Communicating climate policies that affect people's everyday lives and their future: A case study of Arendal's region local transport plan
This autumn, the Centre for Digital Transformation, Faculty of Social Sciences, has undertaken a research project in cooperation with Bynett Sør and Klimapartnere Agder about climate communication & participation, opposition to road tolls and the Housing, spatial and transport development plan in Arendal region – the ATP (https://www.atp-arendalsregionen.no/). The goal of the research project is to provide advice on how to improve climate communication and participation practices at the municipality and county levels. While my role in it has been to assist the project implementation, I also share a deep interest in the topic.
The ATP development plan involves the municipalities of Arendal, Grimstad, Froland and Tvedestrand, in southern Norway.
The goal of the research project is to provide advice on how to improve climate communication and participation practices at the municipality and county levels. Our focus has been on addressing key issues and challenges in participation and communication processes, opposition to road tolls, and what can we do in the future to improve our communication strategies in large-scale projects – such as those related to the ATP – that need a broad social and political consensus.
The project is being carried out by using qualitative research methods. Led by project leaders Vito Laterza (Department of Global Development and Planning) and Alex Ruser (Department of Sociology and Social Work), the research team has facilitated two workshops and one focus group discussion in November, all of which I helped organize and where I acted as one of the facilitators.
Participants in workshops were local politicians and administrators involved in the ATP process. In the workshops, we used the World Café method (http://www.theworldcafe.com/key-concepts-resources/world-cafe-method/), which fosters dialogue and conversations within and across small groups of participants. The workshops and the focus group engaged 15 research participants. I facilitated the discussions about communication and participation channels used in the negotiation and implementation of the ATP Arendalsregionen. With these discussions, we attempted to create a platform for administrators and politicians for reflections and evaluation.

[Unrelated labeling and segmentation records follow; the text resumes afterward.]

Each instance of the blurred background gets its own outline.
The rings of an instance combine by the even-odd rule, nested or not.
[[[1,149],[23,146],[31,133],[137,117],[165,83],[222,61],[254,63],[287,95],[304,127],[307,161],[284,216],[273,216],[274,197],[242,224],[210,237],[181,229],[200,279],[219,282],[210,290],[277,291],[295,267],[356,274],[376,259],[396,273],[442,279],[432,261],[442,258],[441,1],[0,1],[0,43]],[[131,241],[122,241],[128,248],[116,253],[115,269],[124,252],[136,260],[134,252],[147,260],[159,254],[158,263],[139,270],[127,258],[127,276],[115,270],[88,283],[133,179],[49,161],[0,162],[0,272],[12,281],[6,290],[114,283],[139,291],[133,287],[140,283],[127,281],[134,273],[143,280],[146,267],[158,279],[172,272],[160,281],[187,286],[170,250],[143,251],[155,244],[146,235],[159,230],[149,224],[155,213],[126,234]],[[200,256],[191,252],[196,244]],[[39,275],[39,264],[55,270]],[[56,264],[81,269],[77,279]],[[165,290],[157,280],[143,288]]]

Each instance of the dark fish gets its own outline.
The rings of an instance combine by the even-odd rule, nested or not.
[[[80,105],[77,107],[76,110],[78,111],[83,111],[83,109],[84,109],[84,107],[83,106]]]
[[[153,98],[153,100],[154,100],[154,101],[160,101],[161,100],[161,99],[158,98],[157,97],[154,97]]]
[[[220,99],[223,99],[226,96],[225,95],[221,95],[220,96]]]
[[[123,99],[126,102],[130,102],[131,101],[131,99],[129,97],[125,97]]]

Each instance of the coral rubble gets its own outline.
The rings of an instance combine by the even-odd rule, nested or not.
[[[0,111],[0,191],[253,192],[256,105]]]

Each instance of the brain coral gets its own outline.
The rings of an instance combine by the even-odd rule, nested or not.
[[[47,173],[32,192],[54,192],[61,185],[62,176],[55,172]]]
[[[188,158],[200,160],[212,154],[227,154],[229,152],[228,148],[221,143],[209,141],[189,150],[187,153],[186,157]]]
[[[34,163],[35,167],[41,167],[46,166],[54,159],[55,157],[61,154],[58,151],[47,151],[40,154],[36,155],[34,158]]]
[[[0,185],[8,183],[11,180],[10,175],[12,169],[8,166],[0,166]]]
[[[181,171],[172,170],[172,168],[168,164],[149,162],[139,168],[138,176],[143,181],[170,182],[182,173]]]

The research design includes a follow-up individual interview with participants, and I carried out 11 interviews. At this point, I am in the middle of writing the interview reports and I am fascinated by the data collected so far.
My early analysis of the group discussions and interviews suggests that the much-needed reflection and evaluation of the ATP project is contributing to co-production of key knowledge for policy and politics, as the participants are the main “experts” in addressing the questions pursued by the research team. From an academic point of view, we are working to provide high-quality analysis for academic publications. We are also producing a hands-on policy report, co-produced with participants and of use to them, which will be ready by end of January 2020.